I'd go further, but it'll take too long to copy and paste everthing. Go the the Mich. State Police website. They have a link to the laws.​


----------



## uncletj (Aug 30, 2005)

uncletj said:


> *3. Is it okay if I loan my pistol to a friend?*
> MCL 28.432 An individual can carry, possess, use or transport a pistol belonging to another individual, if the pistol is properly licensed and inspected under the Act, and the individual carrying, possessing, using or transporting the pistol has obtained a license to carry a pistol concealed permit under this Act.
> 
> This is from the Michigan State Police site.

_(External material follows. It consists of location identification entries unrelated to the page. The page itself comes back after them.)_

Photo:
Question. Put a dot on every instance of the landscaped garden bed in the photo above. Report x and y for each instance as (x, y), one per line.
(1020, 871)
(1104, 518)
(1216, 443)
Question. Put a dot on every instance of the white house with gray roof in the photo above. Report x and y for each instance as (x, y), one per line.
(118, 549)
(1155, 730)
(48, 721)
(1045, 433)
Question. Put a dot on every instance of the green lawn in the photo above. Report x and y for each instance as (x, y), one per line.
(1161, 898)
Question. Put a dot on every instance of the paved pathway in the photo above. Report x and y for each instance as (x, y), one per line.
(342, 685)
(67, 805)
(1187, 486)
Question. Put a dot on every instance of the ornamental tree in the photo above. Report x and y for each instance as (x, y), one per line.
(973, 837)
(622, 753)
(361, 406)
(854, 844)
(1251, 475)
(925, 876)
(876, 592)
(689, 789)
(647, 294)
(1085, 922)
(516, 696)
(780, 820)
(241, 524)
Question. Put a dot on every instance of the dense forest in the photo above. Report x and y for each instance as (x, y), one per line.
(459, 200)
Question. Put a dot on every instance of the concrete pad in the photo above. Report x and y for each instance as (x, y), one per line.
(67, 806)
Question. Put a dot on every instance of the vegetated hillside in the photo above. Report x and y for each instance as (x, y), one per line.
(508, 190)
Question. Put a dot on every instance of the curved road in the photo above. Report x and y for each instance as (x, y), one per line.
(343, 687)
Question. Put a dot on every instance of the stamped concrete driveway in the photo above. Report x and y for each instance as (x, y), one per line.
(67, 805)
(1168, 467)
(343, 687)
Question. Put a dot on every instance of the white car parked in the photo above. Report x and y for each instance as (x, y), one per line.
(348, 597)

So the final word is this don`t really mean what it says? Guess the MSP needs to update their website.


----------



## Pork Chop (Jan 21, 2003)

I wonder how the criminals. thugs, and low lifes keep track of all these complicated and confusing rules to make sure they don't violate them. I sure feel alot safer knowing these laws are in place, they really do a great job of controling crime on the streets.


----------



## alex-v (Mar 24, 2005)

Due51 said:


> The final word.
> 
> From THE Michigan State Police in Lansing:
> As long as the guns are registered with the Dearborn PD to my stepfather (a Dearborn resident), I can transport these handguns in the trunk of my car TO the gunsmith and DIRECTLY BACK to my parents place. I do NOT need the green cards (or even a copy--although I got copies anyway).
> ...


It sounds like the correct answer. How else would the gun ranges be able to rent handguns? How else would we be able to take a few test shots using our buddies handgun just to see what it is like?


----------



## SteveS (Mar 6, 2003)

alex-v said:


> It sounds like the correct answer. How else would the gun ranges be able to rent handguns? How else would we be able to take a few test shots using our buddies handgun just to see what it is like?



The correct answer quoted above is from the statute:



> MCL 28.432 An individual can carry, possess, use or transport a pistol belonging to another individual, if the pistol is properly licensed and inspected under the Act, and the individual carrying, possessing, using or transporting the pistol has obtained a license to carry a pistol concealed permit under this Act.


Ranges that rent handguns are not giving up possession and you are on their property the entire time. This is probably a law that is not enforced very often, but could be.



> If anyone questions the validity of this, I'll give you the name of a close friend who is a Lt. with a local PD. He assisted in getting me this answer.


The police are not always up to date on what the laws are.


----------